相続した家について「まだ大丈夫」「そのうち考える」と思われる方は少なくありません。
ただ、築年数が古い家は、状況によって 売却のしやすさが変わりやすい性質があります。
特に相続後の管理や手続きが遅れると、売却条件が徐々に悪化していく可能性があります。
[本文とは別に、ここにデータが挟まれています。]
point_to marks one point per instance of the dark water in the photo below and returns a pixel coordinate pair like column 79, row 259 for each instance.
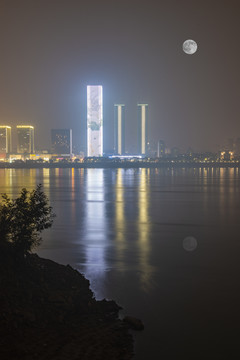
column 125, row 230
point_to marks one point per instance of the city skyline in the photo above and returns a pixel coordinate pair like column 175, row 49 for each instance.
column 50, row 54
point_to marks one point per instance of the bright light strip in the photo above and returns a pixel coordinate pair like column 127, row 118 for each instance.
column 25, row 127
column 119, row 130
column 94, row 120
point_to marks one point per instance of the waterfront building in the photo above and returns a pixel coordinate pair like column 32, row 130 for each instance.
column 61, row 141
column 25, row 136
column 142, row 128
column 94, row 120
column 5, row 139
column 161, row 148
column 119, row 129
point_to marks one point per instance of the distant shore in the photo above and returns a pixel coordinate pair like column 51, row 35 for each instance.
column 49, row 312
column 124, row 165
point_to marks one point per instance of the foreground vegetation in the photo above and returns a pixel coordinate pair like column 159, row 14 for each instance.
column 48, row 310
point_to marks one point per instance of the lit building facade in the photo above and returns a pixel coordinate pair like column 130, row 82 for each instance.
column 119, row 129
column 161, row 148
column 25, row 136
column 142, row 128
column 61, row 141
column 5, row 139
column 94, row 120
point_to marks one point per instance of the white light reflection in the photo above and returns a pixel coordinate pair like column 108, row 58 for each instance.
column 120, row 215
column 95, row 240
column 144, row 228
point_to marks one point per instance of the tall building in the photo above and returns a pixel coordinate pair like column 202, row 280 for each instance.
column 119, row 129
column 142, row 128
column 5, row 139
column 94, row 120
column 25, row 135
column 61, row 141
column 161, row 149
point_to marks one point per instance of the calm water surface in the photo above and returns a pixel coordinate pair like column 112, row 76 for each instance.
column 124, row 229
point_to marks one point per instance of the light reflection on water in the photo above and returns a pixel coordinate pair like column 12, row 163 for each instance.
column 124, row 229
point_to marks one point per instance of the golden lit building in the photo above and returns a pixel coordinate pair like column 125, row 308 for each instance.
column 25, row 136
column 5, row 139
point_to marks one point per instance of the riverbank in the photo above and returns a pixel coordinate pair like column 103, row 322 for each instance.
column 49, row 312
column 123, row 165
こちらでは、 “売れにくくなる前に確認しておきたいポイント” を3つに整理してご案内いたします。
■ ポイント①:相続人の意思がそろっているか
相続人が複数いらっしゃる場合、売却の判断がまとまりにくいことがあります。
お一人でも意見が異なると、売却の話が進まないケースが見受けられます。
よくある状況
- ・兄弟の一人が「売らなくてもよい」とお考えになる
- ・ご兄弟の中に、父母のどちらか一方が異なる方がいらっしゃり、連絡が取りづらい
- ・遠方の相続人の方が書類を返送されない
- ・誰が主導するか決まらない
相続人が多い家ほど、 売却のタイミングが遅れやすい傾向があります。
■ ポイント②:固定資産税を“なんとなく払い続けている”状態になっていないか
固定資産税を払い続けていると、 「まだ大丈夫」という感覚になりやすいものです。
ただ、築古物件は 所有しているだけで毎年費用がかかる資産になります。
さらに、
- ・誰が支払うかで不公平感が生まれる
- ・支払い担当者が負担を感じやすい
- ・滞納すると差し押さえの可能性が出る
固定資産税を“とりあえず払う”状態は、 売却判断を先延ばしにする要因となりやすいです。
■ ポイント③:境界が不明のままになっていないか
築40年以上の家で特に多いのが、 「境界がどこか分からない」 という問題です。
境界が曖昧な場合、
- ・測量に時間がかかる
- ・隣地所有者との確認が必要になる
- ・売却までの期間が延びる
境界の問題は、 売却時に初めて気づかれるケースが多く見られます。
■ まとめ:早めの確認が、将来の負担を減らします
相続した家をそのままにしておくほど、
- ・価値が落ちる可能性がある
- ・トラブルが増える
- ・売却までの時間が延びる
ここで大切なのは、 築古物件は、時間が経つほど売却条件が悪化します。
価値が落ちる前に判断していただくことが、結果的に損失を防ぐことにつながります。
「まだ大丈夫」と思われている今こそ、
一度状況を整理しておくことが、将来の負担を軽減するために有効です。